Article Preview
TopIntroduction
All organizations must deal with evolving content. Organizational policies may be revised at least once a year. Other operational documents may be updated several times a year. As an example, Google updated its privacy policies twice during 2016 and 4 times during 2015, and Netflix’s privacy policy was also updated twice in 2016 whereas Twitter seems to update its privacy policy once a year. The evolving content may pose a problem for the consumers of the content that are trying to keep abreast with the changes. In fact most internet users have little knowledge about how their online information can be exploited (Turow, et al., 2005). A study by (McDonald, and Cranor 2008) estimates that it would cost around 365 billion dollars per year in lost productivity if users were to read all privacy policies of all websites they visit and the cost only worsens as these documents evolve quickly. Content evolution is also common in news organization where a news articles about an event are published over days or months. The earlier content in a new story may be evolved to include new facts as they become available.
Many organizations provide tools to users to search and extract relevant content from their intranets. However, identifying specific changes in content can be tedious. Temporal analysis of documents (Han, 2000 and Allan, 2002) based on the date of publication is a common way to analyze and track the changing content in time-stamped document sets. Temporal analyses of document sets have proven useful in tracking of topics over time, finding hot topics and bursty topics, finding temporal correlations among document sets, etc. All these systems are aimed at finding content or time periods that are interesting to the consumers of the time-stamped document sets.

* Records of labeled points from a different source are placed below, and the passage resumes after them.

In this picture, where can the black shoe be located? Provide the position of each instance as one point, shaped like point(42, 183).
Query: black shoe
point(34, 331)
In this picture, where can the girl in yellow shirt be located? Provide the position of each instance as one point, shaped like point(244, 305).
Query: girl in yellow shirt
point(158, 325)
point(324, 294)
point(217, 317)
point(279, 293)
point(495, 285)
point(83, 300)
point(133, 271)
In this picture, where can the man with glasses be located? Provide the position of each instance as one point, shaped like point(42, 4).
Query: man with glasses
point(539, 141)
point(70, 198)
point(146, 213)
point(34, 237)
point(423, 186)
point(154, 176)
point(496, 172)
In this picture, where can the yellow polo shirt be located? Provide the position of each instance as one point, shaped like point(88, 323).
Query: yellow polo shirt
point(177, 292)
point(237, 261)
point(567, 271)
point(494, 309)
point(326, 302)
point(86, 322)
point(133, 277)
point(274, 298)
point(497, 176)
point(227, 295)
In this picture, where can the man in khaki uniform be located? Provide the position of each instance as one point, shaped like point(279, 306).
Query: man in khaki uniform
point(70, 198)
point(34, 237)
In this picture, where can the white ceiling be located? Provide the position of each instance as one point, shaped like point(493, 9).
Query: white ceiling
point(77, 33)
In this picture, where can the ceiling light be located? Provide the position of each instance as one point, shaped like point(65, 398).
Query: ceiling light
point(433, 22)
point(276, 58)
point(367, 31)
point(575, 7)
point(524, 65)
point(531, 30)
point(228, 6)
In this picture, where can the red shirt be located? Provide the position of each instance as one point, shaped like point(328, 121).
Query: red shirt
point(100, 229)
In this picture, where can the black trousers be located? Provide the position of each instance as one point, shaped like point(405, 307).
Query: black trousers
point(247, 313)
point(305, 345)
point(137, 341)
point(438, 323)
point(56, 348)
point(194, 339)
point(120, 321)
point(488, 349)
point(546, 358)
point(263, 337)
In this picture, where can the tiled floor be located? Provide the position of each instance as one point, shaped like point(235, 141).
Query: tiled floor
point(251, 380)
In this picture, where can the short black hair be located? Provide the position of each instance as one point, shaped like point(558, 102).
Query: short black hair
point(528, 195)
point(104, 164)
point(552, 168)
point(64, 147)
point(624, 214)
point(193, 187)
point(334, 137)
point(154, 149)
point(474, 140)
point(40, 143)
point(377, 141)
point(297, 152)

The temporal analysis methods may not be applicable in cases where contents of a document were changed to create the next revision or version where the users may be interested identifying how much content change occurred and what parts of the content might have undergone the change. In this paper, we propose a novel approach for identifying and measuring evolutionary change in time-stamped document sets. Our approach processes the document set D into two subsets – Dp, published before some time point (date) T and Dc, published after T, and measures the evolution of content between the two.
To identify content evolution, we first extract topics latent in the document sets, and compute how many topics occurring in Dp also occur in Dc. We use two similarity metrics – vector similarity and context similarity to identify topics that are similar in both the subsets. We then use topic similarity to identify next versions, previous versions of topics, dormant topics, and emerging topics, as well as evolutionary change.
The proposed approach is unique in that it first computes a higher-level (or summarized) representation of two document sets and then compares the higher-level representations to compute similarities/differences. Latent dirichlet allocation (Blei, et al., 2003, Steyvers and Griffiths, 2007, Blei, 2012) is an ideal method for generating a higher-level representation of a document set since it finds latent information from the document set. LDA represents each document in the given document set as a mixture of topics and each topic as a mixture of words. Given a document set, LDA extracts a probability distribution over words for each topic, and a probability distribution over topics for each document. Set of topics obtained from each document set are then compared to identify evolutionary change.